Let’s take a look at a simple case where the solution we implemented was just common sense, but the result we got was wildly different than our expectations.

Goal

Our goal was to implement a splash screen where users can confirm their audio and video is working correctly prior to joining a video call with one of our agents. Previously, users would click a link to join a video call and just be thrown directly into the call, and we knew some calls had bad outcomes due to issues on the call. This just makes sense as a feature – we already knew that some members thrash because of bad settings, so let’s implement a screen to fix it.

Hypothesis

Because we’re data-driven and run experimentation around these types of new features, the first step was to build a measurable hypothesis. Ours was decently complicated and touched a lot of different factors, but it boils down to this:

Pre-flight video and audio checks will increase the number of successful video calls by X%.
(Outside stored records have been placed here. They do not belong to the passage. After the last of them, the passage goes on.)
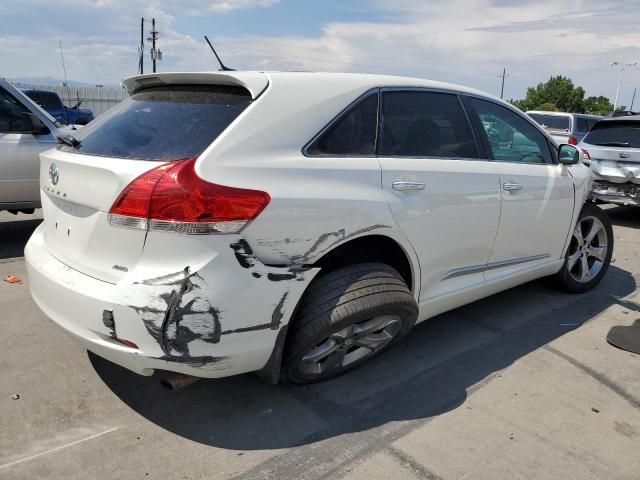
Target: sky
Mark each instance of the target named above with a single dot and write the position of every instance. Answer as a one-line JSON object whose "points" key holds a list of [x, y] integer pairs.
{"points": [[461, 41]]}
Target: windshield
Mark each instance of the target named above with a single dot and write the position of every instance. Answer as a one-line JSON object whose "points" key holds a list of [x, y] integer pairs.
{"points": [[622, 134], [166, 122], [552, 122]]}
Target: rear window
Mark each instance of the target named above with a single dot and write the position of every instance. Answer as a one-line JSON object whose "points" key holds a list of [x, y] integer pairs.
{"points": [[50, 101], [163, 122], [552, 122], [354, 133], [585, 124], [615, 134]]}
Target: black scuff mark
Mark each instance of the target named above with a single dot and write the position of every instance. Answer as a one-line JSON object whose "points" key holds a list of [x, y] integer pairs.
{"points": [[244, 253], [339, 235], [175, 278], [321, 244], [183, 321], [195, 362], [253, 328], [278, 314], [278, 277]]}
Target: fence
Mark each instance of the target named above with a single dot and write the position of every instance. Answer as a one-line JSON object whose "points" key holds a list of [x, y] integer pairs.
{"points": [[96, 99]]}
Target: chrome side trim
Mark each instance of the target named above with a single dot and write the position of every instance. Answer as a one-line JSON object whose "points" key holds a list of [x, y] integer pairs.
{"points": [[459, 272]]}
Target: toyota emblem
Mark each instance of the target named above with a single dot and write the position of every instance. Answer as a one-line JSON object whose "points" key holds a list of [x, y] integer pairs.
{"points": [[54, 174]]}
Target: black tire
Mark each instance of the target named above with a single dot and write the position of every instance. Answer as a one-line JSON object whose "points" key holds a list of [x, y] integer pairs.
{"points": [[565, 278], [348, 299]]}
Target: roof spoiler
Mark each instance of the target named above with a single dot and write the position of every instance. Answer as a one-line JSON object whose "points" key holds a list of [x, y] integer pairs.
{"points": [[254, 82]]}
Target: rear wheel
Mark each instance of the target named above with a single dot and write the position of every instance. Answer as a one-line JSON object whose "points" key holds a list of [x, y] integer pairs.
{"points": [[345, 318], [589, 253]]}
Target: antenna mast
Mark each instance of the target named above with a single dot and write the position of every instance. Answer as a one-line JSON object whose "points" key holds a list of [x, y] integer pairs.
{"points": [[64, 69], [503, 76], [156, 53], [141, 48], [222, 65]]}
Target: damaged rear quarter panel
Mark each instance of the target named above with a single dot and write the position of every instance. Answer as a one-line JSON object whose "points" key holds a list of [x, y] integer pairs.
{"points": [[221, 314]]}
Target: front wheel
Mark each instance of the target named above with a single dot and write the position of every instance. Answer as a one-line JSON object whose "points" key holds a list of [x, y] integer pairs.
{"points": [[589, 253], [345, 318]]}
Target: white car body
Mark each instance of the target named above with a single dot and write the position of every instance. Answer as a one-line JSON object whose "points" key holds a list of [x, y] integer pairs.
{"points": [[466, 235], [19, 160]]}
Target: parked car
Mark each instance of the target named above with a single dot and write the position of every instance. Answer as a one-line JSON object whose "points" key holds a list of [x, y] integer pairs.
{"points": [[53, 104], [612, 148], [298, 224], [565, 127], [25, 131]]}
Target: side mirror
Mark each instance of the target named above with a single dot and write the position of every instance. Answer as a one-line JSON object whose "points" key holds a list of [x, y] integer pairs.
{"points": [[568, 155], [37, 127]]}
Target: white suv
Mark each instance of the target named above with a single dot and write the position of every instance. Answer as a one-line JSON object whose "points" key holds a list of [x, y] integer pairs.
{"points": [[297, 224]]}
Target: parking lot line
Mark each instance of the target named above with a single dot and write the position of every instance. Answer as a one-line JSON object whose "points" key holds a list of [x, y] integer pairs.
{"points": [[61, 447]]}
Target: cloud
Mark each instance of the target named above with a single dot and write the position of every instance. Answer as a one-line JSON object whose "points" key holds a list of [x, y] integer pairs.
{"points": [[464, 41]]}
We already had a lot of instrumentation in place around this new feature since it’s a direct 1-1 touchpoint between our employees and customers, so failure is something we want to address early. In addition, we put in an incremental rollout strategy to limit any possible effects to our customers. This way, we can start with 5% of the population using the new feature, and once we’ve verified it’s working, move to 25%, 50%, 75%, and finally a full rollout.

Result

We saw a marked decrease in the number of successful completed video calls and a marked increase in the number of “no shows” on the calls.

What we think happened is the new feature takes time. Sometimes, a LOT of time.

It seems quite obvious that the feature would take some amount of time, but what matters in this case is that we’re optimizing essentially two things: increasing successful video call completions AND decreasing employee time spent in a call with a customer (notice our hypothesis failed to include this). Since our previous flow essentially takes no time, we never really considered what effects that might have. And since we’re trying to minimize the amount of time employees spend in the call, if they get into one and have to wait 5 minutes on a customer to complete their pre-checks, they’ll just mark them a “no show” and move on.

A small portion of the no shows are probably true abandonments – i.e. getting frustrated or confused by the new flow and leaving before ever attempting to join the call proper.

Takeaways

Turns out our min/maxing exercise was at odds with each other. Luckily, as I said before, we had proper instrumentation, monitoring, and a proper incremental rollout plan in place to identify this trend and turn the feature off before it could have a larger impact on our customer base.

Moral of the story: measure, measure, measure! Run experiments, but don’t be afraid of the results. Design feature flagging into your code and have a robust rollout / rollback strategy that accounts for all contingencies.

That’s all for now. Thanks for reading!